Le aspettative d’inflazione rappresentano uno degli indicatori più osservati dalle Banche centrali e dai mercati finanziari. Non si tratta semplicemente di una previsione sull’andamento futuro dei prezzi, ma di un elemento capace di influenzare direttamente consumi, salari, investimenti e politica monetaria.
In termini semplici, le "inflation expectations" indicano il tasso di inflazione che famiglie, imprese e investitori si aspettano nei prossimi mesi o anni. Ed è proprio questo il punto centrale: l’inflazione futura dipende anche da ciò che gli operatori economici credono accadrà. Vediamo tutto quello che c'è da sapere.
Inflazione: perché la Fed monitora le aspettative
La Federal Reserve attribuisce enorme importanza al cosiddetto “ancoraggio” delle aspettative inflazionistiche. L’obiettivo della Banca centrale USA resta infatti quello di mantenere l’inflazione intorno al 2% nel lungo periodo.
Quando le aspettative rimangono stabili e ben ancorate, anche shock temporanei, come rialzi del petrolio o tensioni geopolitiche, tendono ad avere effetti meno persistenti sull’economia. L’ex presidente della Fed, Ben Bernanke, ha spiegato più volte che aspettative stabili consentono alla Banca centrale di reagire con maggiore flessibilità alle recessioni e agli shock inflazionistici.

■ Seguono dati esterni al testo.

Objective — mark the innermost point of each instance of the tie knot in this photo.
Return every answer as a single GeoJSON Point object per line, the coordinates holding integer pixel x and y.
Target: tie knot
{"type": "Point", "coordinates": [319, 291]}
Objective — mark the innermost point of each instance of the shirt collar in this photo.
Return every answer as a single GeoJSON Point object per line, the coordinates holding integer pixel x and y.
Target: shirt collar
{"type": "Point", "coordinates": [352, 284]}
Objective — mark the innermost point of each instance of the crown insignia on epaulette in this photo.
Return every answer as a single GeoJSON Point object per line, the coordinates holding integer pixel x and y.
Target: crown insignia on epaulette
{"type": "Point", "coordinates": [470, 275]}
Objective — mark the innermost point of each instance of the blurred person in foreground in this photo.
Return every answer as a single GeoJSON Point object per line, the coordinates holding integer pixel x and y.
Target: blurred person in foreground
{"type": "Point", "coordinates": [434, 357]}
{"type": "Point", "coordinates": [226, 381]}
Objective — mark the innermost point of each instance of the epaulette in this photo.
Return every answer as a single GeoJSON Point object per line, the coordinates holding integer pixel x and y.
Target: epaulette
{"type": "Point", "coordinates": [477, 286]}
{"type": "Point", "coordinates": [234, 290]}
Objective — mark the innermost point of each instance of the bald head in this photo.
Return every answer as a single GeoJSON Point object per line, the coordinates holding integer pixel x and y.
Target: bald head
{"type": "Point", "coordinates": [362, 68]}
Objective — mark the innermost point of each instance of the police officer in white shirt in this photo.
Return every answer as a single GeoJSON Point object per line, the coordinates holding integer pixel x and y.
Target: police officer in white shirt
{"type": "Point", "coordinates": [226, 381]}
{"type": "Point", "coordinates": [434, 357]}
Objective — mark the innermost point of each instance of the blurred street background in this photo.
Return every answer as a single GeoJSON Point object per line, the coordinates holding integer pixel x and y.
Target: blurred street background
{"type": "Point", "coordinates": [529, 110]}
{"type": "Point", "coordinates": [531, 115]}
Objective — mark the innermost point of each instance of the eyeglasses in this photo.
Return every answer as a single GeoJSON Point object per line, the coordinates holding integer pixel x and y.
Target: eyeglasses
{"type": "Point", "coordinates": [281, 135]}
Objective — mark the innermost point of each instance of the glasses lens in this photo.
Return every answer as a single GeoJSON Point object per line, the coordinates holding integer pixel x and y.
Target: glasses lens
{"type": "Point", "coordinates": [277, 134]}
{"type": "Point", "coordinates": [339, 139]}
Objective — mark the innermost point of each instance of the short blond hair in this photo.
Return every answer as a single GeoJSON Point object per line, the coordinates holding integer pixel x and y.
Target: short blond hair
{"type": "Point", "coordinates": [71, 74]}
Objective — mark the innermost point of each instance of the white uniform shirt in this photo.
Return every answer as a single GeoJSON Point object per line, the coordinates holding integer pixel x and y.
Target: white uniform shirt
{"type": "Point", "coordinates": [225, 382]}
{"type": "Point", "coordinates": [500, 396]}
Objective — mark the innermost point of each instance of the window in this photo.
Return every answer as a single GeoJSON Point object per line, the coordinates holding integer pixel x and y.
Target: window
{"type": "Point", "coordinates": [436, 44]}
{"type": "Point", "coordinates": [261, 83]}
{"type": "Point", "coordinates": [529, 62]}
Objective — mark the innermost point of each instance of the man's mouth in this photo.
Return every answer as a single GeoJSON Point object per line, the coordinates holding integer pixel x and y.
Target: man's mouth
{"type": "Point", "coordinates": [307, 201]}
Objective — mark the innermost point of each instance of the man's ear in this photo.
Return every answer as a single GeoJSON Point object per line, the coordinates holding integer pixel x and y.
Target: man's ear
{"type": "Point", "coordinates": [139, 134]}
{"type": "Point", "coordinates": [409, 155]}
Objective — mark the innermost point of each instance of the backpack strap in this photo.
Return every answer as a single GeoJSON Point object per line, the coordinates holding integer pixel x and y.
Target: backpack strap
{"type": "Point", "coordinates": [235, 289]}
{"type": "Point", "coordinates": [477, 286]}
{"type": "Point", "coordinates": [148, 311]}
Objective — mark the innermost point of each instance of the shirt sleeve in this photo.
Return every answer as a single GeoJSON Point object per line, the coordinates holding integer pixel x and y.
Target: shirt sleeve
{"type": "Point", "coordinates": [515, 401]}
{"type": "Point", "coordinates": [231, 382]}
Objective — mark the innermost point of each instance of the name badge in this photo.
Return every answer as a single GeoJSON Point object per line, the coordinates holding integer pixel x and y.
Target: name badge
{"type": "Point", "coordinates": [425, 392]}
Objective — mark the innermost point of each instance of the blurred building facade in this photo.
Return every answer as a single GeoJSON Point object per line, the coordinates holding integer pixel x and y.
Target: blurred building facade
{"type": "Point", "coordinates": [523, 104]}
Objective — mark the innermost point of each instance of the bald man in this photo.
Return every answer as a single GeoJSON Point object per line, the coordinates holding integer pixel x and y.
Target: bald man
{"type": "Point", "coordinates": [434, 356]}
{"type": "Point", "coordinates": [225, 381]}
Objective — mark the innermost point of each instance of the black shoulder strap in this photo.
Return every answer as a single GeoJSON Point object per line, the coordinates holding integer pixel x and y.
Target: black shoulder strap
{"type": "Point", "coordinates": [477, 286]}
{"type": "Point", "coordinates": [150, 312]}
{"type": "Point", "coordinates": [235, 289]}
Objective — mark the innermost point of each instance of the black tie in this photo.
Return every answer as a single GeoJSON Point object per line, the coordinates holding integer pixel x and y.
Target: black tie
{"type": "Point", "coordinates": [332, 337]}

Il rischio della spirale prezzi-salari
Il tema è diventato particolarmente centrale dopo il forte aumento dell’inflazione registrato tra il 2021 e il 2022. In quella fase, la Fed temeva che le aspettative di lungo periodo potessero disancorarsi dal target del 2%, alimentando una nuova spirale prezzi-salari.
Quando famiglie e imprese iniziano ad aspettarsi un’inflazione elevata, i lavoratori tendono a chiedere salari più alti per compensare la perdita di potere d’acquisto mentre le aziende aumentano i prezzi per preservare i margini. Questo meccanismo rischia di autoalimentare l’inflazione stessa, rendendo più difficile riportarla sotto controllo.
Aspettative d'inflazione: come vengono monitorate
Per monitorare questo fenomeno, la Federal Reserve osserva diverse misure. Tra le più note ci sono i sondaggi dell’Università del Michigan, che rilevano le aspettative dei consumatori americani sull’inflazione a uno e a dieci anni.
Esistono poi le indagini rivolte agli economisti professionisti e gli indicatori di mercato ricavati dai Treasury Inflation-Protected Securities (TIPS), come il cosiddetto “breakeven inflation rate”, che misura implicitamente le aspettative d’inflazione incorporate nei mercati obbligazionari.
Il legame tra inflazione attesa e tassi d’interesse
Uno degli aspetti più delicati riguarda il rapporto tra aspettative inflazionistiche e tassi d’interesse. Se le aspettative scendono troppo, anche i tassi nominali tendono a diminuire, riducendo lo spazio di manovra della banca centrale durante eventuali recessioni.
In uno scenario estremo si rischia addirittura la deflazione, ossia una fase di calo generalizzato dei prezzi, considerata molto pericolosa per la crescita economica. Per questo la Fed cerca di evitare che le aspettative si muovano troppo al di sotto del target del 2%.
La strategia della Fed: il framework FAIT
Negli ultimi anni la Fed ha modificato il proprio approccio introducendo il framework chiamato Flexible Average Inflation Targeting (FAIT). La strategia prevede che periodi di inflazione inferiore al 2% possano essere compensati da fasi temporanee di inflazione superiore al target.
L’obiettivo è mantenere stabili le aspettative di lungo periodo e rafforzare la credibilità della Banca centrale. Anche l'ormai ex presidente della Fed, Jerome Powell, ha più volte sottolineato quanto il controllo delle inflation expectations sia diventato centrale nella politica monetaria moderna.
Perché i mercati seguono le aspettative d’inflazione
Le inflation expectations influenzano direttamente obbligazioni, valute, azioni e decisioni delle banche centrali. Non a caso, nel giugno 2022, la Fed decise di alzare i tassi di 75 punti base, il rialzo più forte dal 1994, proprio dopo il peggioramento di alcuni indicatori sulle aspettative inflazionistiche.
In definitiva, la stabilità delle aspettative rappresenta oggi uno degli elementi chiave per mantenere equilibrio tra crescita economica, occupazione e prezzi. Quando questo equilibrio si rompe, aumenta il rischio di volatilità sia per l’economia reale sia per i mercati finanziari.